This article was written more than 2 years ago (July 21, 2007) in the UK news media. It concerns the heroin crop in Afghanistan. Read it all. Has anything really changed in Afghanistan since then? This article should be kept in mind when a politician calls "for more troops to go into Afghanistan."
A few interesting notes from the article:
"The four largest players in the heroin business are all senior members of the Afghan government, the government that our soldiers are fighting and dying to protect.
When we attacked Afghanistan, America bombed from the air while the CIA paid, armed and equipped the dispirited warlord drug barons, especially those grouped in the Northern Alliance, to do the ground occupation. We bombed the Taliban and their allies into submission, while the warlords moved in to claim the spoils. Then we made them ministers."
Note: (Remember Alexander Litvinenko, the former agent of the KGB who died in London Nov 2006? He was poisoned with polonium 210 and had been investigating the drug trade.)
"Litvinenko was working for the KGB in St Petersburg in 2001 and 2002. He became concerned at the vast amounts of heroin coming from Afghanistan, in particular from the fiefdom of the (now) Head of the Afghan armed forces, General Abdul Rashid Dostum, in north and east Afghanistan."
"...his discoveries about the heroin trade were what put his life in danger. Litvinenko was working for the KGB in St Petersburg in 2001 and 2002. He became concerned at the vast amounts of heroin coming from Afghanistan, in particular from the fiefdom of the (now) Head of the Afghan armed forces, General Abdul Rashid Dostum, in north and east Afghanistan."

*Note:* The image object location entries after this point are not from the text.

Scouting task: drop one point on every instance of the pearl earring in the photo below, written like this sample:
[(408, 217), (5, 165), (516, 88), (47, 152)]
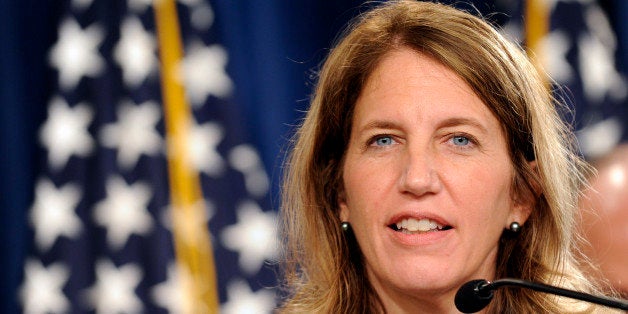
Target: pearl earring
[(515, 227), (344, 226)]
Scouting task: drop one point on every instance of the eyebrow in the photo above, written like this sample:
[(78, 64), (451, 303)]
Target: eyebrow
[(379, 124), (450, 122), (456, 121)]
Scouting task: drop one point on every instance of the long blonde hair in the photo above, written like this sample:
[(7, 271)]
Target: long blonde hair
[(323, 269)]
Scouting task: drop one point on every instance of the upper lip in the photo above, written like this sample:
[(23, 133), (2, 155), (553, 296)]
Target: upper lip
[(419, 215)]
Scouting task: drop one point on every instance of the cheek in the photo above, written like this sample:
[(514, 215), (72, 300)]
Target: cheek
[(484, 193)]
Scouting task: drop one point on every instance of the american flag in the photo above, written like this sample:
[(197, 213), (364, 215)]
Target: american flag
[(102, 216), (579, 50)]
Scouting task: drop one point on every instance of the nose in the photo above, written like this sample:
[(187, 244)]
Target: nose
[(419, 174)]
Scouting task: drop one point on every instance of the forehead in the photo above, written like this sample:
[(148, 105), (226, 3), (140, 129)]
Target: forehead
[(405, 79)]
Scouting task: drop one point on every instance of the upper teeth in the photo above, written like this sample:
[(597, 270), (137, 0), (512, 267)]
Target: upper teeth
[(413, 225)]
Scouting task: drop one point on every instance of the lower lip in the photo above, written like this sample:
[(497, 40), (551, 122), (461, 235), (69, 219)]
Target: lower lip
[(420, 239)]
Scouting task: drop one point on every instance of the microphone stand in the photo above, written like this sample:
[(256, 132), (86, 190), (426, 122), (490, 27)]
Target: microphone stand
[(610, 302)]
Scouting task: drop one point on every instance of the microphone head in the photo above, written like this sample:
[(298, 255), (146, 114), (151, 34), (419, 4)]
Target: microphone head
[(470, 298)]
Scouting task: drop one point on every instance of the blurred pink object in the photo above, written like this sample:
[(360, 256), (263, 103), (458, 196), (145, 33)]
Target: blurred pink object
[(605, 218)]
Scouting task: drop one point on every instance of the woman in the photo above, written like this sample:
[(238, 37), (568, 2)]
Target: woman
[(432, 154)]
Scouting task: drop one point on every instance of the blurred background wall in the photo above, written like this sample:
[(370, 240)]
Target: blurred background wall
[(84, 194)]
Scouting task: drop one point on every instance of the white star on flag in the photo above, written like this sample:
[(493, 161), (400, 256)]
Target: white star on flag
[(554, 48), (135, 133), (597, 59), (65, 132), (76, 53), (114, 290), (173, 293), (135, 52), (53, 213), (42, 289), (124, 211), (203, 72), (254, 237), (203, 143)]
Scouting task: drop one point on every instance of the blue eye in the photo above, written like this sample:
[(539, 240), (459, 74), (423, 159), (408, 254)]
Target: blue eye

"Litvinenko uncovered the St Petersburg end and was stunned by the involvement of the city authorities, local police and security services at the most senior levels. He reported in detail to President Vladimir Putin. Putin is, of course, from St Petersburg, and the people Litvinenko named were among Putin's closest political allies. That is why Litvinenko, having miscalculated badly, had to flee Russia."
"I had as little luck as Litvinenko in trying to get official action against this heroin trade. At the St Petersburg end he found those involved had the top protection. In Afghanistan, General Dostum is vital to Karzai's coalition, and to the West's pretence of a stable, democratic government."
"Opium is produced all over Afghanistan, but especially in the north and north-east, Dostum's territory. Again, our Government's spin doctors have tried hard to obscure this fact and make out that the bulk of the heroin is produced in the tiny areas of the south under Taliban control. But these are the most desolate, infertile rocky areas. It is a physical impossibility to produce the bulk of the vast opium harvest there."
"Since we brought 'democracy' to Afghanistan, Dostum ordered an MP who annoyed him to be pinned down while he attacked him. The sad thing is that Dostum is probably not the worst of those comprising the Karzai government, or the biggest drug smuggler among them."
"Our Afghan policy is still victim to Tony Blair's simplistic world view and his childish division of all conflicts into 'good guys' and 'bad guys'. The truth is that there are seldom any good guys among those vying for power in a country such as Afghanistan. To characterise the Karzai government as good guys is sheer nonsense."
"Why then do we continue to send our soldiers to die in Afghanistan? Our presence in Afghanistan and Iraq is the greatest recruiting sergeant for Islamic militants. As the great diplomat, soldier and adventurer Lieutenant-Colonel Sir Alexander Burnes pointed out before his death in the First Afghan War in 1841, there is no point in a military campaign in Afghanistan as every time you beat them, you just swell their numbers. Our only real achievement to date is falling street prices for heroin in London."
"Remember this article next time you hear a politician calling for more troops to go into Afghanistan. And when you hear of another brave British life wasted there, remember you can add to the casualty figures all the young lives ruined, made miserable or ended by heroin in the UK."